Profondo Rosso

I 40 anni da anarchico di Kimi Raikkonen

  1. KR7 entra negli Anta.
    Mi fa piacere unirmi al coro degli auguri.
    Curiosamente, io Kimi lo conosco pochissimo.
    E forse proprio per questo l’ho capito benissimo.
    Dall’inizio.
    Ha capito anche lui. Un paio di volte mi sono arrivati suoi messaggi.
    Sobriamente affettuosi.
    I 40 anni di Raikkonen non sono, suppongo, la classica “svolta”.
    L’età lo condiziona marginalmente.
    Per dire, nel 2018 era già il pilota più anziano in pista e la sua stagione fu formidabile.

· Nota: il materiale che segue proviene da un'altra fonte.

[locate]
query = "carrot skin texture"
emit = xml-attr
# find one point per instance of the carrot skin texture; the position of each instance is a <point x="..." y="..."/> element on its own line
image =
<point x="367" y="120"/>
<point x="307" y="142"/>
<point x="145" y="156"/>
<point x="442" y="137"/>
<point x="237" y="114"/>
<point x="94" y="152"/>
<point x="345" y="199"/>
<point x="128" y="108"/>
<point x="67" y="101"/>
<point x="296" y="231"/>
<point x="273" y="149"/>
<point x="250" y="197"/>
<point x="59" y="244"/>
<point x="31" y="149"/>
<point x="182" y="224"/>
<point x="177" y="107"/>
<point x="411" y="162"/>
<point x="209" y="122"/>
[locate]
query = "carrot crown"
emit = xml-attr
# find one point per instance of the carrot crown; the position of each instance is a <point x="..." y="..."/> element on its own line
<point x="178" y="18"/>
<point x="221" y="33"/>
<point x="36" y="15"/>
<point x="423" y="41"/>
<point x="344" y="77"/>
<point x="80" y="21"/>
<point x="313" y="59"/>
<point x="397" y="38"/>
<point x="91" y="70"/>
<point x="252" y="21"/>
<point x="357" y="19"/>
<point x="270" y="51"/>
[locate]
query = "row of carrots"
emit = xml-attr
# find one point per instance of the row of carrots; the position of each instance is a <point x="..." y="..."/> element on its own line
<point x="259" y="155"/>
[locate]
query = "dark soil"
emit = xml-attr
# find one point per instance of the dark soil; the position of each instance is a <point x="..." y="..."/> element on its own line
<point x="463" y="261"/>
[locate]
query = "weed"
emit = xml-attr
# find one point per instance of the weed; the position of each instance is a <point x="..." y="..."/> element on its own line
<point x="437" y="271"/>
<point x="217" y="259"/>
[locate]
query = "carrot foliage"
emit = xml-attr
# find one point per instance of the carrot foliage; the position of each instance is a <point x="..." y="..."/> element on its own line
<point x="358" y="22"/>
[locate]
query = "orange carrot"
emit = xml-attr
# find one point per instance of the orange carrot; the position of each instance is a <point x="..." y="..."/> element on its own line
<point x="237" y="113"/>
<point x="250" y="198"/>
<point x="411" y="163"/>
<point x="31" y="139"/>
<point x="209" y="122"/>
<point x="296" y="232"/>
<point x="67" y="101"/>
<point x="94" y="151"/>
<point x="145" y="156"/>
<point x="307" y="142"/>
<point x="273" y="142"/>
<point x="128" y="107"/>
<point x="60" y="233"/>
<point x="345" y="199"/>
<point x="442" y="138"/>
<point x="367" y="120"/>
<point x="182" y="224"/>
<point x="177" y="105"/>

    Ma non mi interessa ripercorrere una carriera e ognuno è libero di giudicarlo come meglio crede.
    Secondo me non per caso è l’ultimo campione del mondo con la Ferrari, non per caso la Ferrari lo richiamò (episodio raro, dal 1974 in poi è accaduto solo a lui e a Berger), non per caso il giro più veloce della storia della F1 è la sua pole di Monza 2018.
    Ma de gustibus eccefera, ci mancherebbe.
    Semplicemente, Kimi è così amato nel mondo (è il pilota più popolare) perché tanta gente comune coglie in lui quella sincerità che il Santo Bevitore nemmeno tenta di nascondere.
    Raikkonen è come lo vedi. In quasi vent’anni di Formula Uno, ecco, non ha mai assunto un atteggiamento perché gli tornava comodo assumerlo. Non c’è finzione nelle sue stranezze e ovviamente non è finto nemmeno quando, fuori lavoro, si scola una bottiglia.
    Io nutro una simpatia istintiva per chi sa essere originale in un mondo (e non mi riferisco solo alla F1) dominato dalla ipocrisia della finzione.
    Poi ci sono originali che sono cretini e originali che sono intelligenti.
    Kimi è un anarchico intelligente.
    Ed è stata una fortuna raccontarlo, pur conoscendolo pochissimo.
    E di sicuro chi era a Interlagos una domenica d’autunno del 2007 non ha bisogno di altre parole.
    Grazie a lui per tutte le emozioni.